И сразу у меня отлегло от сердца, точно я не сорокалетний испитой мужик с сивой головой и собственноручно испохабленной жизнью, а пришел, как тридцать лет назад приходил с мамой вот к таким же профессорам вот с такими же молоточками. И все мне здесь было знакомо: и расспросы, и простукивание, и попадание вслепую указательным пальцем в кончик носа. Век бы не уходил. Но меня попросили посидеть в коридоре. А потом снова пригласили, и Джано Николаевич мне и говорит:
— Давайте мы вот как поступим. Вы уж разоритесь на томографию мозга — в Бурденко или на Каширке, — томографов сейчас много развелось. Сперва отметем все худшее, а после займемся вашим здоровьем, да? Это они в два дня сделают и результаты выдадут вам на руки.
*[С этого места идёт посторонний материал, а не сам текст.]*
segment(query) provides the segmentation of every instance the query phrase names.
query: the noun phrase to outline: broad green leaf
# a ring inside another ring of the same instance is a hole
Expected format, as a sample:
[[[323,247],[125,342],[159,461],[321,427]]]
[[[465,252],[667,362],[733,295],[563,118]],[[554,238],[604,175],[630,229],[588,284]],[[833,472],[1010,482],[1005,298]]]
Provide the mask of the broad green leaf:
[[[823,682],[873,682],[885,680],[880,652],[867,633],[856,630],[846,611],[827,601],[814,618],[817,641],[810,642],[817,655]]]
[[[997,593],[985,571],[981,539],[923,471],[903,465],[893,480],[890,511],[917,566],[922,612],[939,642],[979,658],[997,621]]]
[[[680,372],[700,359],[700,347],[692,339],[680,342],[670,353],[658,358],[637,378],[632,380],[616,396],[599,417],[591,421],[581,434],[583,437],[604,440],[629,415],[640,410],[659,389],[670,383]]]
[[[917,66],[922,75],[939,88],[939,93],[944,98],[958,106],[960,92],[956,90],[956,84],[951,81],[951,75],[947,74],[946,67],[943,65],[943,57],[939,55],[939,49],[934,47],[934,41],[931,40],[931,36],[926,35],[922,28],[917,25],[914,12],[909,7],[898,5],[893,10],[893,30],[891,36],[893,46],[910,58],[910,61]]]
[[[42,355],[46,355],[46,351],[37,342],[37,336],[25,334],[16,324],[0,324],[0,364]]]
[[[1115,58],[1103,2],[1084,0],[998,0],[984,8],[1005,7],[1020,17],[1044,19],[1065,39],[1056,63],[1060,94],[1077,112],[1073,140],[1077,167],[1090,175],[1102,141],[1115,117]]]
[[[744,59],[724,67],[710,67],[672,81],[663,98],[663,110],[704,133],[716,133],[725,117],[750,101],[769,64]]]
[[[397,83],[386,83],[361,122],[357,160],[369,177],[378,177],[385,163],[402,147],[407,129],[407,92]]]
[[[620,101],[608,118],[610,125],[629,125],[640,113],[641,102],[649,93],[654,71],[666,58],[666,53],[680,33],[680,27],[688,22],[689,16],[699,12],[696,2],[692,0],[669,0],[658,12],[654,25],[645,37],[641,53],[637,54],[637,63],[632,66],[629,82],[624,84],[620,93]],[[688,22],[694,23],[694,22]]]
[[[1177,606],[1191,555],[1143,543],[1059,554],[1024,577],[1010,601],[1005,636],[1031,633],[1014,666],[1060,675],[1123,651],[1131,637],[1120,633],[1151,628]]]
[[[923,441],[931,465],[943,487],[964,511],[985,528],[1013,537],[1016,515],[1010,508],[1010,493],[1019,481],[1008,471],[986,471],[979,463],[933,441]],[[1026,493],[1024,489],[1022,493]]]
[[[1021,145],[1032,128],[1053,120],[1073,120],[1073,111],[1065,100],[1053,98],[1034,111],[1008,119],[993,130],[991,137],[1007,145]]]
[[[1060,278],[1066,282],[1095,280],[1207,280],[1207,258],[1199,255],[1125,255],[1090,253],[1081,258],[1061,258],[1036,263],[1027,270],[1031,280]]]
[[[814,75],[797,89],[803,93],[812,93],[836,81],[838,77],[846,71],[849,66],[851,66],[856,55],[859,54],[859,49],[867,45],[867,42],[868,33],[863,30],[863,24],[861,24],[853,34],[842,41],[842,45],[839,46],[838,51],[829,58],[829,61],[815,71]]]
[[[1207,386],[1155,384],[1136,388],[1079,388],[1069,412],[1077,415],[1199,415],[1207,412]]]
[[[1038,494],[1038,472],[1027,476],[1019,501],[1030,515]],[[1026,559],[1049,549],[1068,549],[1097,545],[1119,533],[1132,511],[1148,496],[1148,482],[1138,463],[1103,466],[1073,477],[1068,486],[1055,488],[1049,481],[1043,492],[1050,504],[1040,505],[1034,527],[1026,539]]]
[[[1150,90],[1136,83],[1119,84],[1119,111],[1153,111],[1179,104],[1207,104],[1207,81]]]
— Вечером — деньги, утром — стулья, — пояснила его мысль Аврора Ионовна.
И я взял направление и ушел обнадеженный.
Дома я прочел направление. Понял все, кроме одного слова на латыни: strabonus. Как обманутый муж из чеховского рассказа, я взгромоздился на стремянку, достал с полки словарь и нашел: «strabo, — nus (греч.) 1) косоглазый, страдающий косоглазием; 2) завистливый человек, завистник». Первое, скорее всего; но это я и сам знал. А второе значение отпадало. «Нет! никогда я зависти не знал… ниже когда Пиччини» и тэ дэ. Даже тебе, Алеша, я и смолоду не завидовал; догадывался, наверное, что сам не лыком шит, не пальцем делан.
Вот таким манером, мой строгий товарищ, я и намерен писать. На пятом десятке клубок прошлого бесформен, как «борода» на спиннинге начинающего удильщика, и можно тянуть за любой узел этой бессмыслицы и путаницы; занятие на любителя.
Мне тут тринадцатого января сделали трепанацию черепа и удалили доброкачественную опухоль-менингиому 5-6-летнего возраста. Главной достоевской мысли там не нашли, но спустя двенадцать часов, когда наркоз выветрился окончательно и я перестал грезить и мучительно собирать свои задрипанные пожитки: обшарпанные чемоданчики и дерматиновые сумки 50-х годов со сломанными молниями, меня как прорвало. Алеша, на сорок втором году я впервые с полной достоверностью ощутил, что смерть действительно придет и «я настоящий»; и все мелочи и подробности моей немудрящей жизни предстали мне вопиющими и драгоценными. Ко мне вернулись память и дар речи, и я никак не могу заткнуть фонтан. Меня осенила бессвязность фолкнеровского Бенджи, ибо я думаю одновременно обо всем, и мысли мои разбегаются, как ртуть из разбитого градусника.